I rushed at Duncan, ducked, and swept at his legs. His main attribute was the quickness with which he moved. If his legs were compromised, it would be a matter of overpowering and outsmarting the other. 
He saw what I was trying to do and recoiled immediately, giving me the opportunity to steal the knife from him and toss it far away. I couldn't risk using it. I knew from experience that while I was good at disarming people, I was far too easy to disarm by anybody with enough skill. Bashir had done it many times in our training. And I was shit with knives. 
Duncan was almost as strong as he was fast. I had barely tossed the knife when his fist collided with my temple, the impact throwing me off my feet and into the cupboard behind me. 

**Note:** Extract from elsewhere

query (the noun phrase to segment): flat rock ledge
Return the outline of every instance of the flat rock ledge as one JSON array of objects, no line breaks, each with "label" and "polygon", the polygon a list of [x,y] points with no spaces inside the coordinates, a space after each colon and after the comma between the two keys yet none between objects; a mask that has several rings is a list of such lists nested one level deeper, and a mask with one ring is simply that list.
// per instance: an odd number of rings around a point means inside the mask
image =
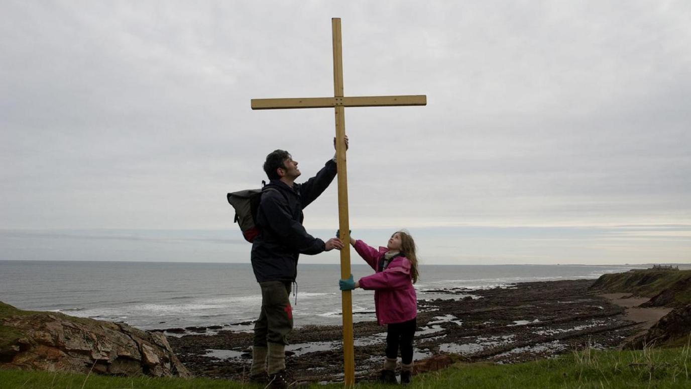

I took it in a roll, using the momentum to get me on my feet in a hurry. He was faster. Before my feet were square on the floor, he was at my side, driving his his knee through my left side and cracking the ribs. Two heavy punches in quick succession followed, throwing me back on the floor. I nearly blacked out.
Too dazed to take it in a roll, I settled for blindly slithering backwards, using my hands and knees to scamper across the floor. 
He laughed and turned away from me. My heart lightened for a moment before it hit me that he was probably going to find the knife. I had only a few seconds to ready myself for the two dozen stab wounds that were sure to follow his return. 
A small heavy metal pipe was lying to my right. I quickly took it, turned and chucked it as hard as I could. Luckily, it hit him across his unscarred eye, causing him to stagger back. 
I jumped to my feet and ran at him, once again taking the knife out of his hand, and chucking it so far I couldn't possibly find it even if I had ten minutes.
When he righted himself and turned to face me again, he had a new gash across his right eye nearly identical to the scar on his left. 
And for the first time, he looked absolutely furious. "Funny is it? The father scars the left eye and the son does the right. Hoping for some post-mortem bonding, eh?" In a split second, he was at my side, picking me up and slamming me against the wall. "I killed your father just after he gave me the wound that birthed that scar. It's only fitting that I kill you now."
He threw me halfway across the room. Crashing against the floor for the umpteenth time felt strangely like freedom even though the pain was torture. I preferred hitting the ground to hitting his fists anytime soon. 
He was advancing on me to finish me off, running in slow motion, and oddly, not one thought crossed my mind. My life didn't flash before my eyes, neither did I miss my family or Amelia and the fondness we had begun to share, and I didn't long to be with my parents either. I fell into pure reflex, which with all those broken bones and hurting muscles, was to lie there in a crouch, brace for death, and pray it come swiftly. 
Then out of the corner of my eye, I saw the light reflect off a metal object. I reached for the knife and before my brain realized what my hands were doing I flung it forward. 
The knife sank in with a muffled swish and Duncan fell. And in his eyes, just before they became vacant, I saw fear, and I knew his life had flashed before his eyes.